He added that the federal government could also tackle the country’s shrinking revenues by expanding its economic base, suggesting that “total deregulation of the petroleum sector will open up the domestic economy for more foreign direct investment.”
Sunny Nwosu, the founder of the Independent Shareholders Association of Nigeria, said the regime could reduce the impact of rising debt payments by expanding the tax net, “using more empirical processes to incorporate people into the tax net is possible, as it will automatically boost government earnings.”
Mr Nwosu said this became imperative, particularly now that the fiscal position is challenged due to competing economic demands and advised that the three tiers of government reduce the governance cost to free funds for adequate debt payment.
Godwin Anono, the president of the Standard Shareholders Association of Nigeria, said the Buhari regime must stop all financial leakages in its ranks.
“All government ministries, departments and agencies saddled with generating money should block all the loopholes to boost earnings.

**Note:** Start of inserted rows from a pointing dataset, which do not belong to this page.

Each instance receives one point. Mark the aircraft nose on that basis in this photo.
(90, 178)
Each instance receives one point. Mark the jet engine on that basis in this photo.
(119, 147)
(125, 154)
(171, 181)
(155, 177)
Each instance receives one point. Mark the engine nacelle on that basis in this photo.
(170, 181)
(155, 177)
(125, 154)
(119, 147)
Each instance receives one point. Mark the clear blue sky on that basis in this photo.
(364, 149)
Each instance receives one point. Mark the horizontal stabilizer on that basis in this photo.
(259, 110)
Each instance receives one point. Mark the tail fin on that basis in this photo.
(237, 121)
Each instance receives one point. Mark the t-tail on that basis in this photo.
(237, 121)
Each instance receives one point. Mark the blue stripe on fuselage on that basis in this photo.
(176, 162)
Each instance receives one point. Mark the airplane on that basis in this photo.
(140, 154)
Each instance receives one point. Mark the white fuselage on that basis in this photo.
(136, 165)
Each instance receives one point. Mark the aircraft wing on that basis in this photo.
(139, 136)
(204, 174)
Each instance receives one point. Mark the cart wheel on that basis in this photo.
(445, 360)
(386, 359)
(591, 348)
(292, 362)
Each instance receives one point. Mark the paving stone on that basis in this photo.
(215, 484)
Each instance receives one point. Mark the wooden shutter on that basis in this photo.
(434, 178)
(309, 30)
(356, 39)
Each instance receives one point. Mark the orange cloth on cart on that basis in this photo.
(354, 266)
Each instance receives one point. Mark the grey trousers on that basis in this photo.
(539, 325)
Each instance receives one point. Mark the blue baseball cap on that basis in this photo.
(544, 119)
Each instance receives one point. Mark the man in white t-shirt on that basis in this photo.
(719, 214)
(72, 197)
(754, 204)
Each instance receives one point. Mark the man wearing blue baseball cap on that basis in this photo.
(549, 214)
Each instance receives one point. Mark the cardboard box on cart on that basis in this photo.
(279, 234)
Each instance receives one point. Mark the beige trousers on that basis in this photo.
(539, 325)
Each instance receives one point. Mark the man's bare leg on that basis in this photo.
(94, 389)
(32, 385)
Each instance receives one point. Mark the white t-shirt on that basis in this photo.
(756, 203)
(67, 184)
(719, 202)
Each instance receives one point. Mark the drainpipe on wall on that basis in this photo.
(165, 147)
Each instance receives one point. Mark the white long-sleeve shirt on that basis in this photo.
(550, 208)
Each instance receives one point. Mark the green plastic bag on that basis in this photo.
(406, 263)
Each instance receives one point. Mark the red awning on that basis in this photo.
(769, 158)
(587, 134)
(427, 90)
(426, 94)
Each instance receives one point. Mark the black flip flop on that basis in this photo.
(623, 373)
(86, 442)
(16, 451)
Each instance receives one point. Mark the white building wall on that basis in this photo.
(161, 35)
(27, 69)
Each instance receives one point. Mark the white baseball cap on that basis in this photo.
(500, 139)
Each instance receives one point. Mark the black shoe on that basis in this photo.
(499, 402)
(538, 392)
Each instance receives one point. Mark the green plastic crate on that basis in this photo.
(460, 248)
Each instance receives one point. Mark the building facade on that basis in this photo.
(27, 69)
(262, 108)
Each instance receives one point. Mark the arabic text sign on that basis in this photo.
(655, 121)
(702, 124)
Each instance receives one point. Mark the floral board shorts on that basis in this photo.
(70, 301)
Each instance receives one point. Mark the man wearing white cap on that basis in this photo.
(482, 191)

Enforcing this suggestion will improve government revenues and ameliorate the impact of the rising percentages for debt,” said Mr Anono.
According to Debt Management Office director-general Patience Oniha, debt services are likely to increase by the end of the year due to low revenues earned by the country.
She disclosed this while appearing before the House of Representatives Committee on Debt and Loans to defend the 2023 budget of the DMO.
Ms Oniha said the regime indulged in a measure called “ways and means”, where it borrows money directly from the Central Bank of Nigeria.
The DMO chief said the international market had closed its doors to borrowing, making it difficult for Nigeria to borrow.
Ms Oniha, however, said measures were provided in the 2023 budget to service the loans, stressing that Nigeria had not defaulted so far.